31

I'm trying to convert all my codes to Python. I want to sort an array which has two columns so that the sorting must be based on the 2th column in the ascending order. Then I need to sum the first column data (from first line to, for example, 100th line). I used "Data.sort(axis=1)", but it doesn't work.
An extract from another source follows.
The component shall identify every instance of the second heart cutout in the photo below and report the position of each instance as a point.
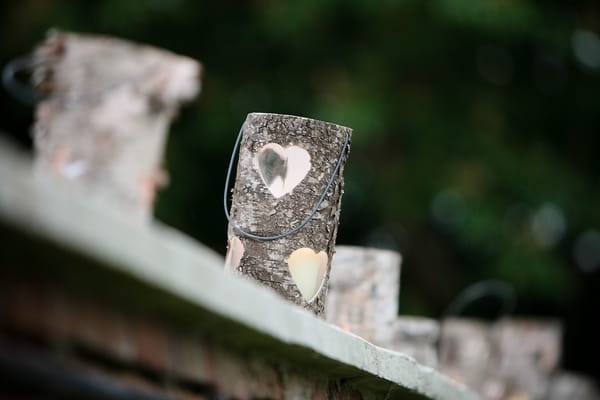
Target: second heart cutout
(308, 270)
(282, 169)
Does anyone have any idea to solve this problem?

Sam
  • 331
  • 1
  • 3
  • 3

2 Answers2

62

Use .argsort() it returns an numpy.array of indices that sort the given numpy.array. You call it as a function or as a method on your array. For example, suppose you have

import numpy as np

arr = np.array([[-0.30565392, -0.96605562],
                [ 0.85331367, -2.62963495],
                [ 0.87839643, -0.28283675],
                [ 0.72676698,  0.93213482],
                [-0.52007354,  0.27752806],
                [-0.08701666,  0.22764316],
                [-1.78897817,  0.50737573],
                [ 0.62260038, -1.96012161],
                [-1.98231706,  0.36523876],
                [-1.07587382, -2.3022289 ]])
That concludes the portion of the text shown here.